[HN Gopher] Understanding every byte in a WASM module
___________________________________________________________________
Understanding every byte in a WASM module
Author : hasheddan
Score : 143 points
Date : 2023-12-23 13:41 UTC (9 hours ago)
(HTM) web link (danielmangum.com)
(TXT) w3m dump (danielmangum.com)
| rockwotj wrote:
| This is pretty great! I highly recommend building a parser for
| Wasm, it shows off the nice design that it can be compiled in a
| streaming fashion and other nice properties.
|
| I built a small parser for a wasm runtime I was going to hack at,
| although that lost steam and now I just contribute to wasmtime,
| but it was a great way to learn. The source if you're interested
| in C++20 and coroutines: https://github.com/rockwotj/wasmcc
| amelius wrote:
| > the nice design
|
| But integers are read 7 bits at a time. Wouldn't it be much
| easier to use 8 bits?
| teraflop wrote:
| If you use all 8 bits of a byte for data, you need a separate
| way to store the length, or you need to make everything
| fixed-width which wastes space.
|
| "Varints" or variable-length integers, with 7 bits of data
| and 1 continuation bit per byte, are used in a fairly wide
| variety of formats (e.g.
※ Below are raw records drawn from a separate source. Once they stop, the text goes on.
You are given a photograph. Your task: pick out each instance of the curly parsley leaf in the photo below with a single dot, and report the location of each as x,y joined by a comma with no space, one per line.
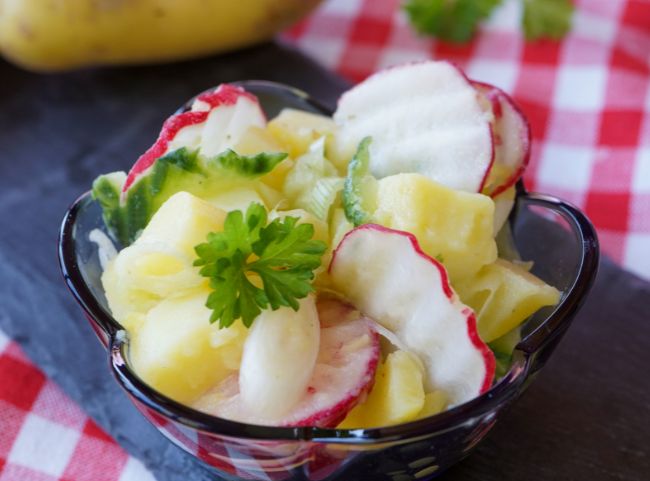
452,20
547,18
254,265
458,20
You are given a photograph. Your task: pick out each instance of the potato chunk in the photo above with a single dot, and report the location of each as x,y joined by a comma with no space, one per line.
178,352
452,226
503,295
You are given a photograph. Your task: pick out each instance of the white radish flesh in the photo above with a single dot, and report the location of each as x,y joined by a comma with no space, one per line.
278,359
387,276
424,118
343,375
512,139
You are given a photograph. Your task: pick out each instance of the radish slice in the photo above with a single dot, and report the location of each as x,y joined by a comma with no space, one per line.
386,275
216,122
424,118
344,373
512,139
278,359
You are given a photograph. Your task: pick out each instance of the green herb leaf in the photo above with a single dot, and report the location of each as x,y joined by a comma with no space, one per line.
254,265
360,187
182,169
547,18
452,20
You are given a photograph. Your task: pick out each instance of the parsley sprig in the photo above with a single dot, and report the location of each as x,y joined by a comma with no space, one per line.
458,20
253,265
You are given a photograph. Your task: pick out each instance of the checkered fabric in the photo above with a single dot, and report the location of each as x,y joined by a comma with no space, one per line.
588,101
587,97
44,436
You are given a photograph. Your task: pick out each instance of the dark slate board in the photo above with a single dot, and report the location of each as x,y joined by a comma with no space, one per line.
586,416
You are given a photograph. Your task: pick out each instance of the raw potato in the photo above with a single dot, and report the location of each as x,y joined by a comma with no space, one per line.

Protobuf, SQLite and Lucene).
| They're compact when most of your integers are small, while
| still being quite simple and fast to encode/decode.
|
| Faster alternatives tend to be more complicated, and more
| compact alternatives tend to be slower.
|
| See https://en.wikipedia.org/wiki/Variable-length_quantity
| joquarky wrote:
| I wonder if something resembling this could have been
| better than how IPv6 attempts to solve the address space
| problem.
| svat wrote:
| This is basically the design of UTF-8 or varint encoding. The
| integer's representation is read one byte (8 bits) at a time,
| which can then be interpreted by looking at the first bit
| which says whether the integer is "done" or more bytes need
| to be read.
|
| (If we were using all 8 bits for the representation and an
| additional leading bit for whether it continues, we'd end up
| having to read 9 bits or something, which is awkward and not
| aligned with what the machine actually supports reading.)
| flohofwoe wrote:
| UTF-8 is a bit more complex than that.
|
| The first byte in a sequence basically tells you how many
| bytes are following by looking at the top-most bits.
| 0xxxxxxx => no followup bytes, just the 7-bit ASCII code
| 110xxxxx => 1 byte follows 1110xxxx => 2 bytes
| follow 11110xxx => 3 bytes follow
|
| The followup bytes then always have the pattern 10xxxxxx.
|
| E.g. the only bytes that have bit 7 cleared are the single-
| byte 7-bit ASCII character codes.
| Mindless2112 wrote:
| A UTF-8-like encoding would probably be better than VLQ
| encoding because the length is known up-front, which
| allows for the decoder to have fewer branches.
|
| Something like [1] or alternatively [2]. See also [3].
|
| [1] https://en.wikipedia.org/wiki/UTF-8#FSS-UTF [2]
| https://sqlite.org/src4/doc/trunk/www/varint.wiki [3]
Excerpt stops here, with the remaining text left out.